La guerre d’Ukraine nous a pris par surprise. Une autre nous est livrée, sans que nous y prenions garde, par des régimes autoritaires qui cherchent à affaiblir nos démocraties. La Russie, mais aussi la Chine et la Turquie nous ont pris pour cibles. Leurs armes ne tirent ni missiles ni cartouches, mais nous divisent et nous menacent. Comment ?

D’abord par la manipulation de l’information : on commence à beaucoup en parler sans bien en mesurer l’ampleur. Covid, tensions religieuses, mouvements sociaux, droits des femmes et des minorités : tout est bon pour s’immiscer dans nos débats, attiser nos querelles et nous faire croire que nous sommes irréconciliables.

Par l’ingérence dans notre vie politique ensuite : campagnes électorales, Brexit, Catalogne, partout on trouve la patte d’ingérences étrangères dont nous n’avons pas encore tout dit. Entre deux votes, les partis extrémistes font l’objet de toutes les attentions, parce qu’ils clivent. Ce ne sont pas les seuls. L’ancien chancelier allemand Gerhard Schröder (par ses liens personnels avec Poutine et ses implications dans le secteur de l’énergie russe) n’est qu’un symbole d’une pénétration plus profonde de nos élites par des puissances étrangères dont les intérêts ne sont pas les nôtres.

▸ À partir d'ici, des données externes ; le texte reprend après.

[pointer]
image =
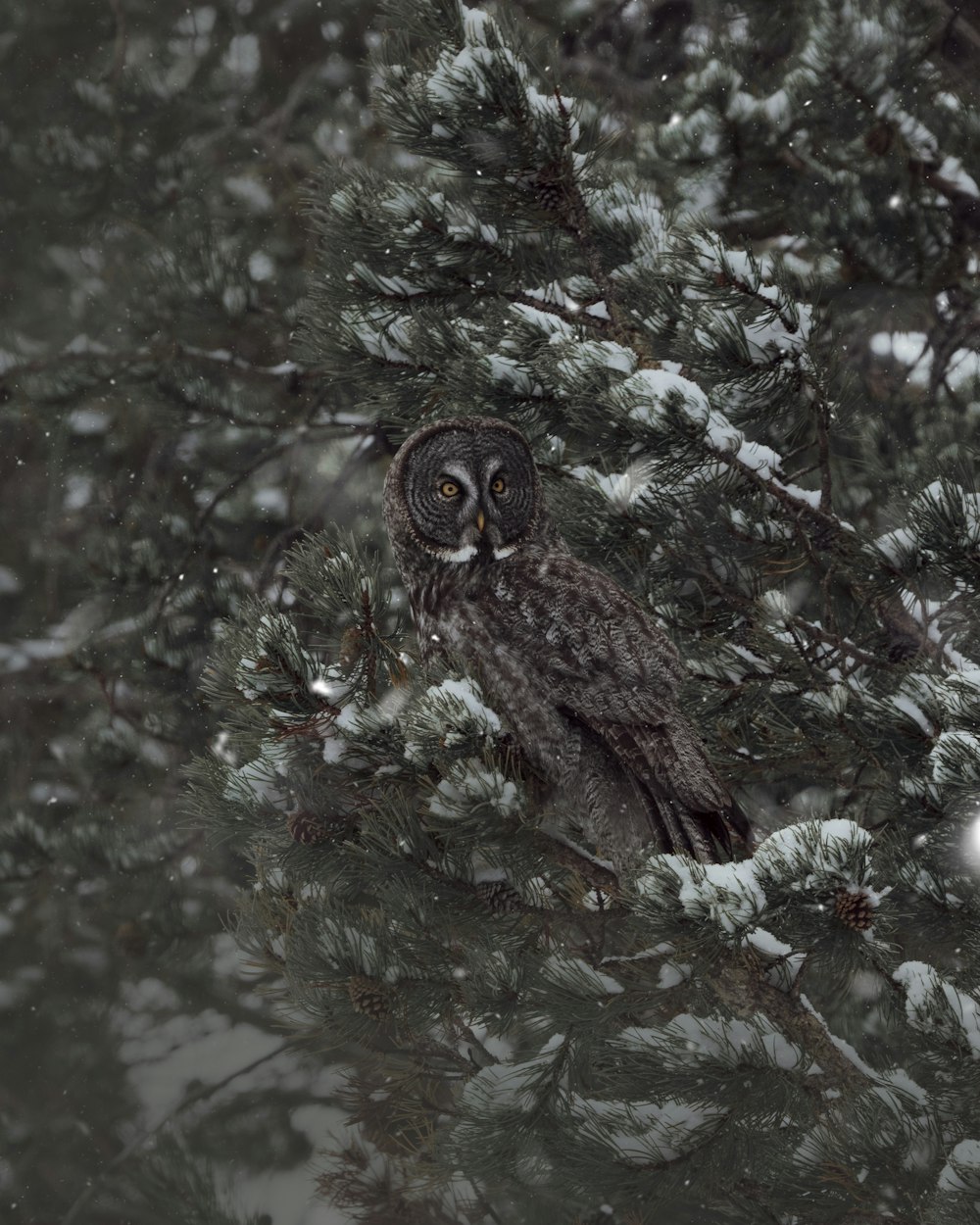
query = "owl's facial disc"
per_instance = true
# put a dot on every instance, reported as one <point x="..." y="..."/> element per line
<point x="470" y="494"/>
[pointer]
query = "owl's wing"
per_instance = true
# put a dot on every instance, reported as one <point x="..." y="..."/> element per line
<point x="617" y="674"/>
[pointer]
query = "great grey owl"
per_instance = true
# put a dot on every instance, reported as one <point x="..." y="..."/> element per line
<point x="587" y="682"/>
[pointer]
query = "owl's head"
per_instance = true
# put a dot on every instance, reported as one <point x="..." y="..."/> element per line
<point x="464" y="488"/>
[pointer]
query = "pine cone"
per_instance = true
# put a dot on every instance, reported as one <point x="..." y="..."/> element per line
<point x="308" y="828"/>
<point x="854" y="909"/>
<point x="368" y="996"/>
<point x="499" y="897"/>
<point x="549" y="187"/>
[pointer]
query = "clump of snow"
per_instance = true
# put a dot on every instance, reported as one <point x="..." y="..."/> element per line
<point x="646" y="393"/>
<point x="961" y="1169"/>
<point x="643" y="1132"/>
<point x="956" y="758"/>
<point x="451" y="713"/>
<point x="816" y="857"/>
<point x="578" y="978"/>
<point x="468" y="787"/>
<point x="728" y="895"/>
<point x="932" y="1004"/>
<point x="726" y="1042"/>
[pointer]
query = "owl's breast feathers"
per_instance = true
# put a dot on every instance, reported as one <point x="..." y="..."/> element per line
<point x="613" y="675"/>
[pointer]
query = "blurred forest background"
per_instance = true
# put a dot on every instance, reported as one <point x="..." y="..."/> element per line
<point x="161" y="449"/>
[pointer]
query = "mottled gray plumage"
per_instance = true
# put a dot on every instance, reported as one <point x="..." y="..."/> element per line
<point x="584" y="679"/>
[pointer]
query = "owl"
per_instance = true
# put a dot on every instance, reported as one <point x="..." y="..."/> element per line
<point x="586" y="680"/>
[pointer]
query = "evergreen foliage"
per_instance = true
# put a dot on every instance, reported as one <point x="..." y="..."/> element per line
<point x="792" y="1038"/>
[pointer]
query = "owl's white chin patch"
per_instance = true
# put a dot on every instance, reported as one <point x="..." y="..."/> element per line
<point x="466" y="554"/>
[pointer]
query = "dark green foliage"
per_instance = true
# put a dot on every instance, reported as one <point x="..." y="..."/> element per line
<point x="793" y="1035"/>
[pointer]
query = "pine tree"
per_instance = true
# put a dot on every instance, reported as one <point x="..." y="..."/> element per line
<point x="669" y="309"/>
<point x="158" y="447"/>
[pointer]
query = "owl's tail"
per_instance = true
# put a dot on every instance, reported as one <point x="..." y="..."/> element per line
<point x="690" y="811"/>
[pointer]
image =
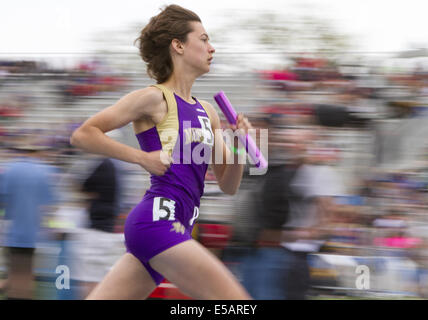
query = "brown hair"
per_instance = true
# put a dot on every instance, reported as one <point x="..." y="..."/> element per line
<point x="156" y="36"/>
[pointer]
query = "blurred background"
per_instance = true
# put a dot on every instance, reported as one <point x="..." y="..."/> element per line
<point x="342" y="89"/>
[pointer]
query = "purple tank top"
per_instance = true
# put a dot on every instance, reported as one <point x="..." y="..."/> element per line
<point x="186" y="134"/>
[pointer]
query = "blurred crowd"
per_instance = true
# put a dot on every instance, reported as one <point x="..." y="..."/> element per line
<point x="346" y="186"/>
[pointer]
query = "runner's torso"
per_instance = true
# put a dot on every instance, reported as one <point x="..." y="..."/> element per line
<point x="185" y="134"/>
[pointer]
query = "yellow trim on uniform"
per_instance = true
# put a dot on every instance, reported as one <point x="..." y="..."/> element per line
<point x="169" y="126"/>
<point x="203" y="104"/>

Nous voici donc attaqués. Pourquoi ? Pour ce que nous sommes, un choix de société insolent de santé malgré son grand âge

Ce n’est pas tout. Au cœur de nos universités, nos centres de recherche, nos think tanks, des intérêts russes ou chinois se faufilent, attrapent tout ce qu’ils peuvent, découvertes scientifiques en cours et matière grise à vendre. Et parce que trop de nos centres d’excellence dépendent de financements étrangers, Pékin et Moscou comme Ankara jouent de cette relation et s’efforcent de contrôler à la fois le contenu des enseignements ou des recherches qui les concernent et le comportement des étudiants qu’ils envoient.

Car le contrôle des diasporas est un autre moyen de peser sur nos démocraties de l’intérieur. En Chine, le Parti communiste surveille les communautés chinoises de l’étranger pour qu’elles portent les messages de Pékin et étouffent les voix dissidentes. En Turquie, le pouvoir lance ses Loups gris à l’assaut des Kurdes ou des Arméniens réfugiés en Europe, et utilise le canal des associations et des mosquées qu’il contrôle pour passer ses diktats.

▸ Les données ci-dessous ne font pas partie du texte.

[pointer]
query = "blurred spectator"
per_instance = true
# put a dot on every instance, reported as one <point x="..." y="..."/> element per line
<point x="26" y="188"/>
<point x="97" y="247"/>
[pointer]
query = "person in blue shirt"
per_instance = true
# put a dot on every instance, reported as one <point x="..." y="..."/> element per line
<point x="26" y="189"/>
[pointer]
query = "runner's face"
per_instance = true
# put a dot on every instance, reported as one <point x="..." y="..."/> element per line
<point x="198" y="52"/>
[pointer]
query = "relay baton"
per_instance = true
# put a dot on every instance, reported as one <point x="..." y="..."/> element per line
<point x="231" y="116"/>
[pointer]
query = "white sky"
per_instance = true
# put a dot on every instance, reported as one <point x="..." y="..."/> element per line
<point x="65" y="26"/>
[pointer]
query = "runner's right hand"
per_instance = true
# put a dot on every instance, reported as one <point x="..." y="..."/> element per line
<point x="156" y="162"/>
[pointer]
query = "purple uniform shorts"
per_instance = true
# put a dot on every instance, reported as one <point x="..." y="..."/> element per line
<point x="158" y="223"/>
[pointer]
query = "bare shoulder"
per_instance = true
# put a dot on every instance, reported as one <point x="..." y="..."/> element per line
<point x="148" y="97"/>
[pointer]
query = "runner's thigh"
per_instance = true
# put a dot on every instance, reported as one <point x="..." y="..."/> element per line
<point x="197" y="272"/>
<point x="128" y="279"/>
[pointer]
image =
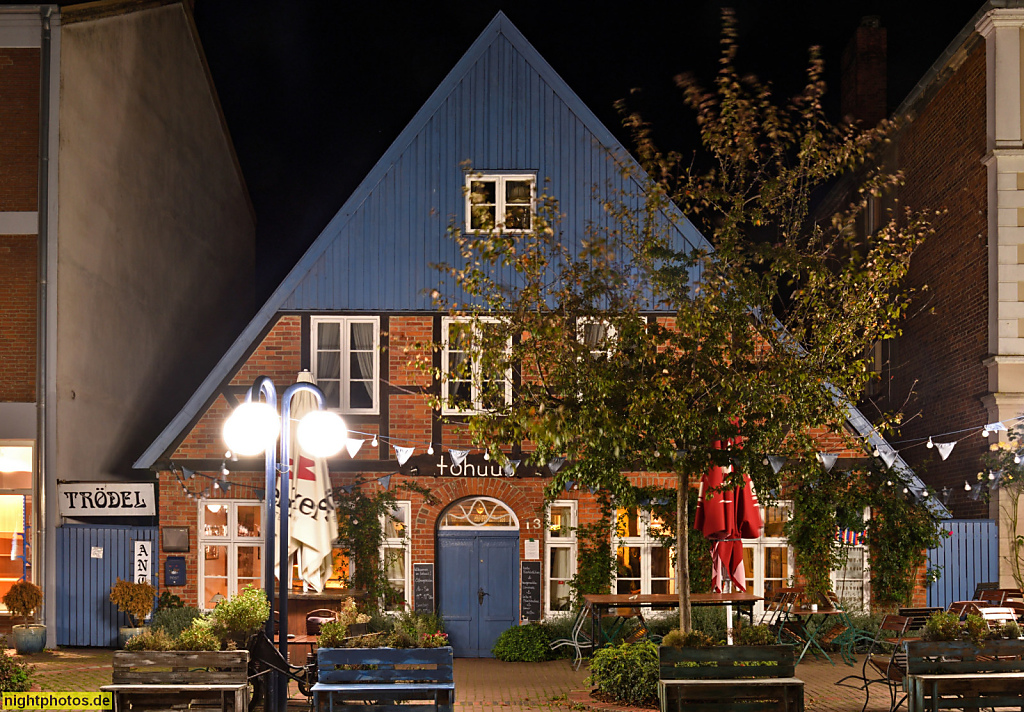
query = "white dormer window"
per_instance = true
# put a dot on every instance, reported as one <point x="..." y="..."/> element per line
<point x="500" y="202"/>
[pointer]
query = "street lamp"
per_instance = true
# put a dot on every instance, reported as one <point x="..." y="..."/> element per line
<point x="255" y="426"/>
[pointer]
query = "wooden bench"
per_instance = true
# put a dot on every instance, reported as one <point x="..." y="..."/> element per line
<point x="383" y="677"/>
<point x="957" y="674"/>
<point x="179" y="680"/>
<point x="753" y="678"/>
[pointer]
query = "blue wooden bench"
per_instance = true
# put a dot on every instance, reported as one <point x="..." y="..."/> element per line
<point x="380" y="678"/>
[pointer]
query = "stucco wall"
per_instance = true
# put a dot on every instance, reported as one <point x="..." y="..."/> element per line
<point x="156" y="251"/>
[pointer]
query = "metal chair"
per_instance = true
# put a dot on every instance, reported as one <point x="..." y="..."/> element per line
<point x="886" y="660"/>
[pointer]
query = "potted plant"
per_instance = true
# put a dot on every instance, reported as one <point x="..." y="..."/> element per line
<point x="23" y="598"/>
<point x="135" y="599"/>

Ainsi de cette ingérence que l’on ne voit pas, celle de mouvements religieux venus d’ailleurs, évangéliques américains, orthodoxes russes, Frères musulmans, d’accord sur rien sauf sur une chose : s’en prendre aux droits des femmes et des minorités dans le monde entier, notamment chez nous. Contrairement aux apparences, ils font souvent un bout de chemin ensemble, et leurs querelles comptent moins que ce sur quoi ils s’accordent : combattre la laïcité et rabaisser les droits humains.

À ce tableau déjà sombre, on ajoutera l’instrumentalisation des migrants, dont la Turquie et le Bélarus se sont fait une spécialité, le sabotage d’infrastructures critiques, les cyberattaques de toutes sortes et de grande ampleur où la Chine agit de plus en plus comme un acteur majeur.

Nous voici donc attaqués. Pourquoi ? Pour ce que nous sommes, un choix de société insolent de santé malgré son grand âge, qui conjugue démocratie, liberté individuelle, esprit d’entreprise et justice sociale. Ce qu’a d’insolent ce modèle, c’est qu’il reste attractif, pour l’Ukraine, pour l’Arménie, pour Taïwan ou pour d’autres. Ce qui inquiète les régimes autoritaires, c’est qu’il les fait voir par contraste pour ce qu’ils sont, des dictatures mafieuses sans autre projet que de durer.

Face à ces attaques, il ne suffit pas de demander ce que fait l’État ou ce que fait l’Europe. En ces temps de mobilisation, celle de chacun d’entre nous est essentielle.